Bring it to Jesus, who knows your heart and loves you so much!
Tears are God’s healing to our inner self. When I was in church for over 3years at no reason the tears just rolled down my face, I prayed and prayed and yes God did answer and I was able to understand that the horrible pain of a family situation was being healed and that sweet peace was being strengthened. Tears are indeed very important andI can really identify with you, Blessings, Sandy Cumberworth
I shed tears pretty easily. I am comfortable with them, and with others crying. Sometimes it is the only thing that will help let out the emotions. My husband of 17 months is not sure what to do when I cry and feels badly that I am upset. I am teaching him that I just need him to put his arms around me and let me cry.
Like Sarah, I have restricted my tears in the past, as my mentally abusive ex-husband accused me of “trying to get out of” something or trying to get him to stop yelling and feel sorry for me. Dear Sister- I pray that you can share your true self with someone. Our Abba, if not your husband. I am sorry that he made you feel unsafe to be real.
What makes me cry? A good movie, seeing my husband hug and kiss my stepson- so tender for such a big, strong man; injustice in the world, the effects of sin in people’s hearts, a rainbow, the presence of the Holy Spirit, pure harmonies in a praise song. Surprisingly, anger brings tears at times.
As a result of experiencing a lot grief due to the death of loved ones, I have learned to be comfortable with tears. I realize it allows one to let the pain out. I volunteer as a grief counselor and use 2 Cor. 1:3-4 as my theme verse. “Praise be to the God and Father of our Lord Jesus Christ, the Father of compassion and the God of all comfort, who comforts us in all our troubles, so that we can comfort those in any trouble with the comfort we ourselves receive from God.”

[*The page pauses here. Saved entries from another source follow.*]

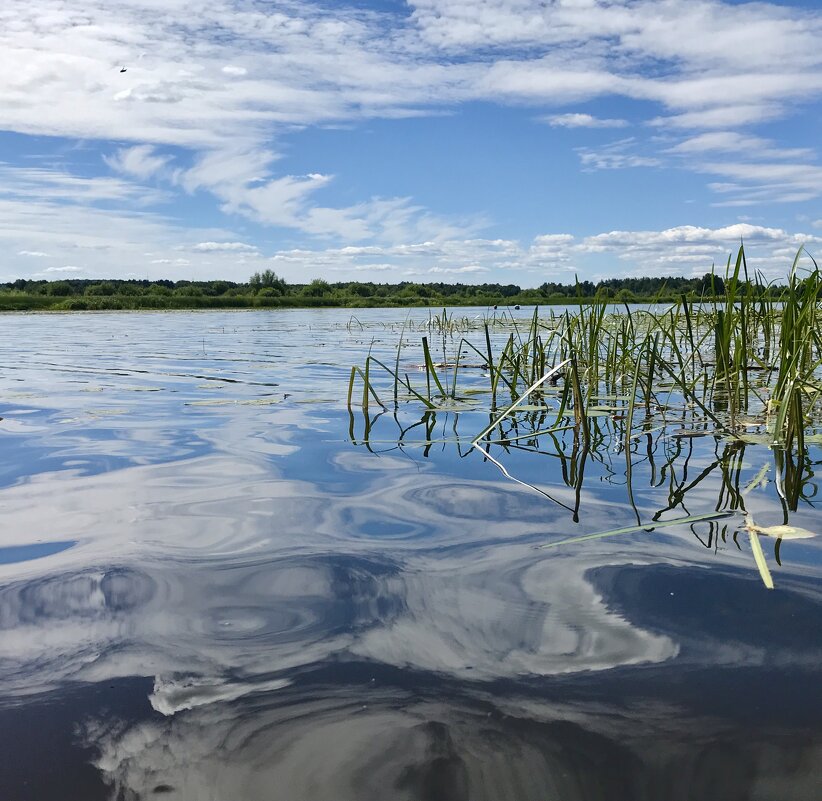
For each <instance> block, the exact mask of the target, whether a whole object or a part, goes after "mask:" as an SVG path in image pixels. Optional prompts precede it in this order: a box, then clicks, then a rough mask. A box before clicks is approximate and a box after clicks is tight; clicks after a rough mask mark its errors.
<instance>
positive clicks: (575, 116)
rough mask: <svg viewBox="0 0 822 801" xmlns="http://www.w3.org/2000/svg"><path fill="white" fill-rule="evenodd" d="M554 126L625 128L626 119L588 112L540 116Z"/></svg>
mask: <svg viewBox="0 0 822 801" xmlns="http://www.w3.org/2000/svg"><path fill="white" fill-rule="evenodd" d="M542 119H543V120H544V121H545V122H547V123H548V124H549V125H550V126H552V127H554V128H625V127H626V126H627V125H628V121H627V120H620V119H603V118H601V117H593V116H591V115H590V114H553V115H551V116H549V117H543V118H542Z"/></svg>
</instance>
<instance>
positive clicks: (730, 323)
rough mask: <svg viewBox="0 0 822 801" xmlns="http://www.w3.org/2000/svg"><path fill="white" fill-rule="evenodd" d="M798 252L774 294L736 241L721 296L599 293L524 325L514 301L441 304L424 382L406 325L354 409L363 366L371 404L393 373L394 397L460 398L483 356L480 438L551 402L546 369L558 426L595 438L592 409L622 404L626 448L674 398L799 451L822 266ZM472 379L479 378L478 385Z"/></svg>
mask: <svg viewBox="0 0 822 801" xmlns="http://www.w3.org/2000/svg"><path fill="white" fill-rule="evenodd" d="M801 255H802V251H800V253H798V254H797V257H796V259H795V261H794V264H793V267H792V269H791V273H790V277H789V282H788V285H787V287H786V288H785V290H784V292H783V294H782V296H781V297H780V298H779V300H778V301H777V302H766V301H765V300H764V299H763V298H764V296H765V293H766V291H767V290H768V287H767V285H765V284H764V283H762V280H761V276H757V278H756V280H754V281H751V280H749V278H748V270H747V263H746V259H745V252H744V249H743V248H741V247H740V249H739V252H738V254H737V257H736V259H735V260H734V261H731V260H730V259H729V261H728V265H727V269H726V276H725V280H724V285H725V289H726V294H725V298H724V300H722V301H714V300H711V301H708V302H706V303H694V302H693V301H692V300H689V299H688V298H687V297H685V296H682V297H681V298H680V299H679V301H678V302H677V303H675V304H673V305H672V306H669V307H668V308H666V309H663V310H660V309H658V308H657V307H651V308H648V309H633V310H632V309H631V308H630V307H627V306H626V307H625V311H624V312H623V311H614V310H613V307H609V305H608V302H607V300H604V299H603V300H594V301H593V302H591V303H590V304H588V305H581V306H579V308H578V309H577V310H575V311H573V312H571V311H566V312H565V313H564V314H562V315H560V316H555V315H554V314H553V313H552V314H551V316H550V317H549V318H547V319H545V318H542V317H540V315H539V313H538V310H536V309H535V310H534V313H533V315H532V316H531V318H530V320H528V321H527V323H524V322H522V321H518V320H517V319H516V318H515V317H513V316H512V315H511V314H510V313H509V312H503V313H502V314H500V315H499V316H497V315H496V313H495V314H494V316H493V317H491V318H487V317H486V318H483V319H482V320H481V321H480V322H479V323H478V321H477V318H472V319H471V320H468V318H457V319H454V318H452V317H449V316H448V313H447V312H446V311H445V310H443V313H442V314H441V315H435V316H429V319H428V321H427V323H426V324H425V330H427V331H428V333H427V334H426V335H424V336H423V337H422V357H423V358H422V364H421V365H419V368H418V369H419V371H420V372H422V373H424V379H425V386H424V387H422V388H418V389H417V388H414V387H413V386H412V381H411V379H410V378H409V376H408V374H407V373H405V374H401V373H400V361H401V359H400V356H401V351H402V348H403V346H404V343H403V338H402V336H401V337H400V345H399V346H398V349H397V357H396V362H395V365H394V369H391V368H389V367H388V366H387V365H385V364H384V363H382V362H379V361H377V360H376V359H374V357H372V356H371V355H370V354H369V356H368V357H367V358H366V362H365V365H364V367H363V368H359V367H352V370H351V376H350V382H349V394H348V404H349V408H351V407H352V406H353V405H354V403H355V402H354V391H353V388H354V384H355V382H356V379H357V378H358V377H359V378H360V379H361V380H362V382H363V393H362V401H361V405H362V407H363V408H367V407H368V403H369V397H370V398H373V400H374V401H375V402H377V403H378V404H379V405H381V406H384V404H382V402H381V401H380V400H379V397H378V394H377V392H376V390H375V386H376V385H377V384H379V383H380V382H381V381H382V380H383V379H384V378H386V377H388V378H389V379H390V380H392V381H393V398H394V403H395V405H396V404H397V403H398V402H399V401H400V400H401V396H405V397H409V396H410V398H413V399H415V400H417V401H420V402H422V403H423V404H424V405H425V406H426V407H427V408H429V409H437V408H442V407H444V406H445V405H450V406H451V407H453V403H454V401H456V400H458V399H460V398H461V397H463V394H464V390H465V389H466V387H463V386H462V384H461V379H463V377H464V375H465V373H466V371H468V370H469V369H470V368H480V369H481V370H482V371H483V372H482V374H483V375H484V377H485V378H486V379H487V388H488V392H489V394H490V401H491V402H490V410H489V411H490V412H491V413H492V414H493V415H494V420H493V421H492V423H491V425H489V426H488V427H487V428H486V429H485V430H484V431H483V432H482V433H481V434H479V435H477V436H475V437H473V438H472V439H473V442H472V444H476V443H477V442H478V441H479V440H480V439H482V438H483V437H486V436H490V435H491V433H492V431H493V429H494V428H496V427H498V426H500V425H501V424H502V423H503V422H504V421H505V419H506V418H507V417H508V415H510V414H511V413H513V412H514V411H515V410H516V408H517V407H518V406H519V405H520V404H521V403H522V402H523V399H524V398H526V397H530V398H532V400H534V402H536V403H540V402H542V401H543V400H544V395H545V390H544V388H543V385H544V384H545V383H546V381H550V382H551V383H550V385H549V386H550V387H551V388H556V390H557V391H556V393H555V394H556V395H557V397H558V405H557V407H556V413H555V415H554V420H553V424H552V425H553V427H561V426H566V425H568V424H571V425H573V426H575V427H576V428H577V429H578V434H579V437H580V438H581V440H582V441H583V442H584V443H587V444H588V445H590V444H591V438H592V432H591V424H590V420H591V418H593V417H597V416H602V415H603V414H607V413H614V412H619V413H620V414H619V415H616V414H613V415H612V416H613V417H615V418H617V419H620V420H622V421H623V426H622V435H623V436H622V440H623V443H624V445H625V447H626V448H627V446H628V444H629V443H630V442H631V440H632V439H633V438H634V437H635V436H636V435H637V432H636V428H637V427H638V426H639V427H640V428H642V429H644V428H645V427H646V426H647V424H648V421H649V420H650V419H652V418H654V417H659V418H660V419H661V421H662V422H663V423H666V411H667V410H668V407H669V405H670V401H671V399H672V398H676V399H677V400H678V402H679V403H680V404H681V405H683V404H684V405H685V406H686V407H687V408H688V409H689V410H692V411H693V413H694V414H693V418H694V419H695V420H696V419H698V418H700V417H701V418H703V420H704V422H706V423H708V424H710V425H712V426H713V428H714V429H715V431H717V432H718V433H721V434H722V435H724V436H727V437H730V438H732V439H733V438H738V439H741V440H743V441H750V438H751V436H752V434H751V429H752V428H754V427H756V428H758V431H757V432H756V436H757V437H759V438H760V439H761V438H762V436H763V434H765V435H766V438H767V442H768V444H770V445H772V446H774V447H780V448H782V449H783V450H785V451H796V449H797V448H798V449H800V450H801V448H802V447H804V437H805V432H806V430H807V429H808V427H809V425H810V426H813V425H815V424H816V423H818V420H819V411H820V409H819V407H820V398H821V397H822V381H821V380H820V376H819V371H820V366H822V340H821V339H820V336H821V335H820V328H822V325H821V324H822V309H821V306H822V304H820V297H822V276H821V275H820V270H819V267H818V265H817V264H816V262H815V261H813V260H811V261H812V265H813V266H812V268H811V269H809V270H806V271H805V272H804V274H803V273H801V272H800V270H799V262H800V256H801ZM477 326H479V327H477ZM472 327H473V329H472ZM470 330H478V331H481V332H482V334H483V342H482V344H481V345H480V346H479V347H478V346H476V345H475V344H473V343H472V342H470V341H469V340H468V339H467V338H466V337H464V336H461V334H462V333H464V332H466V331H470ZM404 331H405V326H404V328H403V332H404ZM431 335H434V336H440V337H441V339H442V341H441V348H442V354H443V358H442V361H441V362H437V361H436V360H435V358H434V356H433V350H432V345H431V342H430V341H429V336H431ZM458 335H460V336H459V339H458V340H457V336H458ZM501 336H502V338H500V337H501ZM454 344H456V347H455V348H454V347H453V346H454ZM494 344H497V350H496V353H495V348H494ZM449 346H451V347H452V349H453V350H454V355H453V357H451V358H449V357H448V348H449ZM464 356H468V357H469V361H465V360H463V357H464ZM471 359H473V362H472V361H470V360H471ZM477 360H478V361H477ZM375 368H379V370H380V371H381V375H380V376H377V375H375V372H374V369H375ZM475 384H476V382H475V381H474V380H473V378H472V380H471V383H470V386H471V388H473V389H474V390H476V385H475ZM609 397H619V398H622V399H624V403H621V404H620V405H619V406H618V407H617V408H611V407H610V406H609V404H607V403H604V404H603V402H602V401H603V399H605V400H607V399H608V398H609ZM500 407H501V409H502V411H500ZM546 408H547V407H546ZM548 428H549V429H550V428H551V426H548Z"/></svg>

I used to cry easily; my heart has hardened and I am looking for ways to feel safe and vulnerable with a spouse who chose infidelity over courage. Pregnant with my 2nd child at the time, the affect was devastating and I squelched the hurt for 30 years. Now after losing mom, dad, special aunties, etc., I find the hurt surfacing and the results fresh. It’s amazing how we can push our feelings aside to appear that everything is ok. But, trust me, our children knew all along we were faking it and as young adults they will tell me just that. At age 60 I find going back into all those memories exhausting but I’m told necessary to resolve the hurt. We are working towards some kind of marriage to grow old with, but most days I just want to walk out the door and start over. I wish I could cry more.
We have “crying time” once about every 4 – 6 wks. Lots of words on her part expressing a fear or frustration in her life all bathed in tears. I know now not to try to talk her out of it but as a young husband, I felt like a failure. My goal in life was to have a wife who was happy. I interpreted that as being happy with me. That was basically a selfish thing because men gravitate toward success and distance things that feel like failure. We are 67 now, 43 years married to one woman. I see the tears now as healthy and I’m filling my successful role of being the comforting one who is always the safe place to cry. I still don’t understand the tears. They seem to take a lot of time that could be spent fixing the problem. A male thing. The best route in the long run is to listen.
What makes me cry? I dont feel comfortable crying in front of my husband when we are having marital problems, because I feel like he does not care that he hurt me in that way. I also cry when I’m angry.I feel comfortable crying when I hear a good old fashioned gospel song and the presence of the Holy Spirit.
I am comfortable with mine and others tears. There was a time when I would not / could not cry. While going through a extremely hurtful divorce I remember praying that I could cry again. For I knew this was going to be the only way that I was going to get through this time. I can and do cry now I also feel that it is very helpful to clear my head allow for selfless behavior and for God to work in growing me closer to him.